Third, you create two conditional if statements that separate the correct from image identifications from the incorrect identifications. 

In [None]:
%matplotlib inline

fig = plt.figure(figsize=(7,3), dpi=80)
plt.tight_layout()

ax1 = fig.add_subplot(121)
ax2 = fig.add_subplot(122)
fig.canvas.draw()

n = len(JMP_win)
tmp = JMP_win[:n]

index = tmp[tmp['Most_Likely_digit'] == tmp['digit']].tail(1).index.values
correct_id = index[0] if len(index) > 0 else None

index = tmp[tmp['Most_Likely_digit'] != tmp['digit']].tail(1).index.values
incorrect_id = index[0] if len(index) > 0 else None

if correct_id is not None:
    ax1.clear() 
    ax1.imshow(test_images[correct_id].reshape(28,28), cmap='gray', interpolation='nearest')
    ax1.set_title("JMP Correct Prediction: {}".format(JMP_win.loc[correct_id][10]), fontsize=10)
        
if incorrect_id is not None:
    ax2.clear() 
    ax2.imshow(test_images[incorrect_id].reshape(28,28), cmap='gray', interpolation='nearest')
    ax2.set_title("JMP Incorrect Prediction: {}".format(JMP_win.loc[incorrect_id][10]), fontsize=10)

## 6. Cleanup

Finally, it is a good practice to clean up your work space.
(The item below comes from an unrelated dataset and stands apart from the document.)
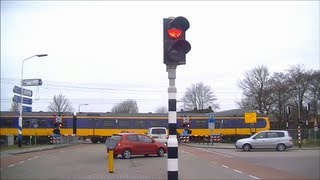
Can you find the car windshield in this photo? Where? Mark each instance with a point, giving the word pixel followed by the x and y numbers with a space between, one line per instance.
pixel 158 131
pixel 116 137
Here, you unsubscribe to *JMP_win* and *JMP_src* and delete the project and shutdown your esp server.

In [None]:
JMP_win.unsubscribe()
JMP_src.unsubscribe()

esp.delete_project("esp_mnist")

After you finish running your esp project, you might wish to shutdown your ESP server. Uncomment the code below and run <code>esp.shutdown()</code> to shutdown your server.

In [None]:
#esp.shutdown()